Re: WIP: Faster Expression Processing and Tuple Deforming (including JIT)

From: Andres Freund <andres(at)anarazel(dot)de>
To: Peter Geoghegan <pg(at)heroku(dot)com>
Cc: Pg Hackers <pgsql-hackers(at)postgresql(dot)org>, Heikki Linnakangas <hlinnaka(at)iki(dot)fi>, Doug Doole <ddoole(at)salesforce(dot)com>
Subject: Re: WIP: Faster Expression Processing and Tuple Deforming (including JIT)
Date: 2016-12-06 23:22:31
Message-ID: 20161206232231.ajn6r5bww63v4ntu@alap3.anarazel.de
Views: Raw Message | Whole Thread | Download mbox | Resend email
Thread:
Lists: pgsql-hackers

On 2016-12-06 13:27:14 -0800, Peter Geoghegan wrote:
> On Mon, Dec 5, 2016 at 7:49 PM, Andres Freund <andres(at)anarazel(dot)de> wrote:
> > I tried to address 2) by changing the C implementation. That brings some
> > measurable speedups, but it's not huge. A bigger speedup is making
> > slot_getattr, slot_getsomeattrs, slot_getallattrs very trivial wrappers;
> > but it's still not huge. Finally I turned to just-in-time (JIT)
> > compiling the code for tuple deforming. That doesn't save the cost of
> > 1), but it gets rid of most of 2) (from ~15% to ~3% in TPCH-Q01). The
> > first part is done in 0008, the JITing in 0012.
>
> A more complete motivating example would be nice. For example, it
> would be nice to see the overall speedup for some particular TPC-H
> query.

Well, it's a bit WIP-y for that - not all TPCH queries run JITed yet, as
I've not done that for enough expression types... And you run quickly
into other bottlenecks.

But here we go for TPCH (scale 10) Q01:
master:
Time: 33885.381 ms
16.29% postgres postgres [.] slot_getattr
12.85% postgres postgres [.] ExecMakeFunctionResultNoSets
10.85% postgres postgres [.] advance_aggregates
6.91% postgres postgres [.] slot_deform_tuple
6.70% postgres postgres [.] advance_transition_function
4.59% postgres postgres [.] ExecProject
4.25% postgres postgres [.] float8_accum
3.69% postgres postgres [.] tuplehash_insert
2.39% postgres postgres [.] float8pl
2.20% postgres postgres [.] bpchareq
2.03% postgres postgres [.] check_stack_depth

profile:

(note that all expression evaluated things are distributed among many
functions)

dev (no jiting):
Time: 30343.532 ms

profile:
16.57% postgres postgres [.] slot_deform_tuple
13.39% postgres postgres [.] ExecEvalExpr
8.64% postgres postgres [.] advance_aggregates
8.58% postgres postgres [.] advance_transition_function
5.83% postgres postgres [.] float8_accum
5.14% postgres postgres [.] tuplehash_insert
3.89% postgres postgres [.] float8pl
3.60% postgres postgres [.] slot_getattr
2.66% postgres postgres [.] bpchareq
2.56% postgres postgres [.] heap_getnext

dev (jiting):
SET jit_tuple_deforming = on;
SET jit_expressions = true;

Time: 24439.803 ms

profile:
11.11% postgres postgres [.] slot_deform_tuple
10.87% postgres postgres [.] advance_aggregates
9.74% postgres postgres [.] advance_transition_function
6.53% postgres postgres [.] float8_accum
5.25% postgres postgres [.] tuplehash_insert
4.31% postgres perf-10698.map [.] deform0
3.68% postgres perf-10698.map [.] evalexpr6
3.53% postgres postgres [.] slot_getattr
3.41% postgres postgres [.] float8pl
2.84% postgres postgres [.] bpchareq

(note how expression eval when from 13.39% to roughly 4%)

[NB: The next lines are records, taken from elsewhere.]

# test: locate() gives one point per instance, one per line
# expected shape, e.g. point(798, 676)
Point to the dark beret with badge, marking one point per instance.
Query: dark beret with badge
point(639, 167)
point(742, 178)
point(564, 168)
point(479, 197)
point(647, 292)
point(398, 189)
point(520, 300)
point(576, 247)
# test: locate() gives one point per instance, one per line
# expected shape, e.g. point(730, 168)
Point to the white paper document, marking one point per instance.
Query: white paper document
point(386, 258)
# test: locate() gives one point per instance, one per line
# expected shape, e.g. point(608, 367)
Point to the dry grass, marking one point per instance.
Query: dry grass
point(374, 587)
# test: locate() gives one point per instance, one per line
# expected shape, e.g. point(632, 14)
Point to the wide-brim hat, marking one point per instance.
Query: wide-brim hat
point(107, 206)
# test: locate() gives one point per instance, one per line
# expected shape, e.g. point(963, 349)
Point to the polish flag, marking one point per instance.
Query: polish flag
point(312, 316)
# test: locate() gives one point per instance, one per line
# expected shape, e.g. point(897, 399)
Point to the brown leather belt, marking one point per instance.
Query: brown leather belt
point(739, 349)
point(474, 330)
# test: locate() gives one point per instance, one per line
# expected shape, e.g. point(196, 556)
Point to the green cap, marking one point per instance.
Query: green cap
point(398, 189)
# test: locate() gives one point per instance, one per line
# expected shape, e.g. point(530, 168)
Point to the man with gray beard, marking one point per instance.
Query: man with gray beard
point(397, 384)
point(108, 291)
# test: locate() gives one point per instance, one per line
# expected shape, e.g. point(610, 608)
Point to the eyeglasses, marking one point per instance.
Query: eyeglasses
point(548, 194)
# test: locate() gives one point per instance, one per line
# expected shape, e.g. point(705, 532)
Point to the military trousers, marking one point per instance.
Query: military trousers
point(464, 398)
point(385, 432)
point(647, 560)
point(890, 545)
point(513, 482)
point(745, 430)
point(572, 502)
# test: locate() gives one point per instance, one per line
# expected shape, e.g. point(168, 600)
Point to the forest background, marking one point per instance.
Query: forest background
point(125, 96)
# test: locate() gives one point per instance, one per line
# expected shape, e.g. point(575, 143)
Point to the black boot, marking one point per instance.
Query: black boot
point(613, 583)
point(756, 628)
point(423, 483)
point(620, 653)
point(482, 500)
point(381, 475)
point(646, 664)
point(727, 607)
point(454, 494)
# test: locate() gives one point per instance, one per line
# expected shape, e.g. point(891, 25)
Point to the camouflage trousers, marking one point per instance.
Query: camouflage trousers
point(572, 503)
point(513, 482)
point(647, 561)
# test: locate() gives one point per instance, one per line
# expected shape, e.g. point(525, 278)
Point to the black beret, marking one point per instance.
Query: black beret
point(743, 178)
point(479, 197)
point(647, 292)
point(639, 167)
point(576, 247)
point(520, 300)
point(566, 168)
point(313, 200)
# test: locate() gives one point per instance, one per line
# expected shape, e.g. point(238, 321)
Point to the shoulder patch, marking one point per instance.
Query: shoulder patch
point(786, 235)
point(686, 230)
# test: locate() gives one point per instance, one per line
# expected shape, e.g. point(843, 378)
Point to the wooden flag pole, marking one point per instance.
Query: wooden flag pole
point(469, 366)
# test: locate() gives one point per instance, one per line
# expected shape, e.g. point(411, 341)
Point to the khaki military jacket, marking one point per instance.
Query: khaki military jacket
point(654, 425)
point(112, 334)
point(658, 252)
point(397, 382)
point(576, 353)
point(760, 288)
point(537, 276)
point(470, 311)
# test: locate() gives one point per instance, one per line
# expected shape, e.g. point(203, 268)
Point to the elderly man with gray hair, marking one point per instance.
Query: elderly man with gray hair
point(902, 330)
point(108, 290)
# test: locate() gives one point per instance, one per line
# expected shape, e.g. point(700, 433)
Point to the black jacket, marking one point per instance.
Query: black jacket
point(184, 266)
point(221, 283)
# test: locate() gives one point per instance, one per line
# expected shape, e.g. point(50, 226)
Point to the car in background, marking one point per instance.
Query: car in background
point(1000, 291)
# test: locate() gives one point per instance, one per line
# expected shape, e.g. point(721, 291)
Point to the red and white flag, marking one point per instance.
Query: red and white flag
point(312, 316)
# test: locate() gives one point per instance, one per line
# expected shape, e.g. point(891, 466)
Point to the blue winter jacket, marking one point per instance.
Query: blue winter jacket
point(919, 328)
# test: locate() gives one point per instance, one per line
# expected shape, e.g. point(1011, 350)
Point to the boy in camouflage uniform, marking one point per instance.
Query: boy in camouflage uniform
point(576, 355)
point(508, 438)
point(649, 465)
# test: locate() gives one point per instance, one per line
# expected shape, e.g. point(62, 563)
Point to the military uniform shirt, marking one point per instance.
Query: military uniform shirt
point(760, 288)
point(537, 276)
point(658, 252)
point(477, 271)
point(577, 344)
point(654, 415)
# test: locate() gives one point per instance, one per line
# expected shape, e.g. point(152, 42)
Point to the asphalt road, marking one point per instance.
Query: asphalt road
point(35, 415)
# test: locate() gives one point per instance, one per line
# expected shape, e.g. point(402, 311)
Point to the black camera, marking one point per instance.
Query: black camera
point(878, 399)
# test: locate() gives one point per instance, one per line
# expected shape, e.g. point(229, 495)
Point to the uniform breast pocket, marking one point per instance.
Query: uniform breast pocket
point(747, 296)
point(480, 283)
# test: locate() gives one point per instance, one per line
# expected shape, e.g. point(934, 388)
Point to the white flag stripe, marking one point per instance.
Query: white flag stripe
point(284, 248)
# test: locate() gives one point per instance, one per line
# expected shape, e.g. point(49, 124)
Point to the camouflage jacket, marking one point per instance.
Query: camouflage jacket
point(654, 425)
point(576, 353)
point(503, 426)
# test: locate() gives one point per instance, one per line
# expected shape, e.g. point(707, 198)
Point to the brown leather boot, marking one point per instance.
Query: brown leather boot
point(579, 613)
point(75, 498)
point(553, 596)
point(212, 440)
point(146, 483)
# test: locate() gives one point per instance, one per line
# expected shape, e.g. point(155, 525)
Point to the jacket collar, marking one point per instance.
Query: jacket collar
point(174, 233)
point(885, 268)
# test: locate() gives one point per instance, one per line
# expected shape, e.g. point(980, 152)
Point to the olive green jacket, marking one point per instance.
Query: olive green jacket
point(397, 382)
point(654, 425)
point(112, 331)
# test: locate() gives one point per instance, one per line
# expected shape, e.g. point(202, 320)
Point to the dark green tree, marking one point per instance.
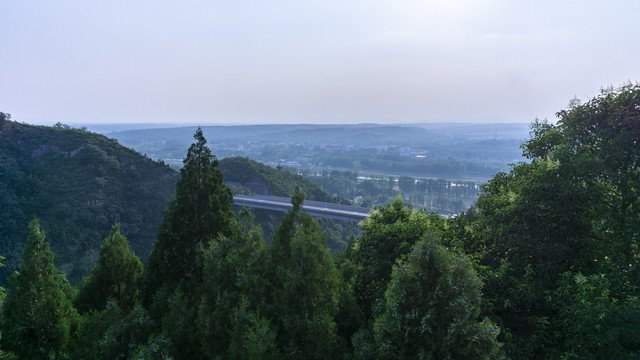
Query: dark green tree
point(305, 290)
point(574, 208)
point(37, 313)
point(432, 309)
point(387, 235)
point(234, 289)
point(114, 277)
point(201, 211)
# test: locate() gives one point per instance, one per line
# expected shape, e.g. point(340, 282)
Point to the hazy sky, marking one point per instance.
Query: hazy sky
point(310, 61)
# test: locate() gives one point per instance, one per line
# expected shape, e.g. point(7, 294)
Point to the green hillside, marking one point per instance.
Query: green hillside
point(78, 184)
point(265, 180)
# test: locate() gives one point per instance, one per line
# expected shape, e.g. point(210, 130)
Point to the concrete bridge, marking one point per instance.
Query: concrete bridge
point(315, 208)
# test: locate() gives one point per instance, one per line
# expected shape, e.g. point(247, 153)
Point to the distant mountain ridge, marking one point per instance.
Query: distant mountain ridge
point(78, 184)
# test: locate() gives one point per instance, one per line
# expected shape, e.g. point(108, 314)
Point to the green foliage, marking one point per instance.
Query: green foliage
point(37, 314)
point(111, 333)
point(233, 290)
point(432, 309)
point(304, 297)
point(78, 184)
point(252, 335)
point(277, 183)
point(200, 211)
point(114, 277)
point(593, 323)
point(387, 235)
point(258, 178)
point(574, 208)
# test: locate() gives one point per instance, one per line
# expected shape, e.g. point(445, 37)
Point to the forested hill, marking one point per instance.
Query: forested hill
point(78, 184)
point(261, 179)
point(265, 180)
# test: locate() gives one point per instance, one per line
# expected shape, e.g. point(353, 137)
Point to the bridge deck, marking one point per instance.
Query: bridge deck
point(315, 208)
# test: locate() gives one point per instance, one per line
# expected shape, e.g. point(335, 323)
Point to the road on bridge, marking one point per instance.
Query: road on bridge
point(315, 208)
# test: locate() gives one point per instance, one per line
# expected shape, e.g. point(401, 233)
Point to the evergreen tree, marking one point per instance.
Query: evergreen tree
point(201, 211)
point(432, 309)
point(37, 312)
point(305, 290)
point(234, 288)
point(387, 235)
point(114, 277)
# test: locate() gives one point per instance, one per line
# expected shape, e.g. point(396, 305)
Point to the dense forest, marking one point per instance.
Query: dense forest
point(78, 184)
point(545, 266)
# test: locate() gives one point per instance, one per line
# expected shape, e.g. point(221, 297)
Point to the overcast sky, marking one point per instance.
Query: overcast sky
point(297, 61)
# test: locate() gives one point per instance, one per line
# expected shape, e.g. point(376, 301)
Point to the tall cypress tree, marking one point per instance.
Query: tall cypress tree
point(114, 277)
point(305, 291)
point(200, 211)
point(37, 312)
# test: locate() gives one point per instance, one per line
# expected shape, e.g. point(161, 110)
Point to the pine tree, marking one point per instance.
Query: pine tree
point(305, 287)
point(201, 211)
point(432, 309)
point(234, 289)
point(114, 277)
point(37, 311)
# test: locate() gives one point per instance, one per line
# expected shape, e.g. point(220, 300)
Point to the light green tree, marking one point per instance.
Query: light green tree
point(200, 211)
point(113, 278)
point(305, 290)
point(37, 314)
point(432, 309)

The slot_deform_cost here is primarily cache misses. If you do the
"memory order" iteration, it drops significantly.

The JIT generated code still leaves a lot on the table, i.e. this is
definitely not the best we can do. We also deform half the tuple twice,
because I've not yet added support for starting to deform in the middle
of a tuple.

Independent of new expression evaluation and/or JITing, if you make
advance_aggregates and advance_transition_function inline functions (or
you do profiling accounting for children), you'll notice that ExecAgg()
+ advance_aggregates + advance_transition_function themselves take up
about 20% cpu-time. That's *not* including the hashtable management,
the actual transition functions, and such themselves.

If you have queries where tuple deforming is a bigger proportion of the
load, or where expression evalution (including projection) is a larger
part (any NULLs e.g.) you can get a lot bigger wins, even without
actually optimizing the generated code (which I've not yet done).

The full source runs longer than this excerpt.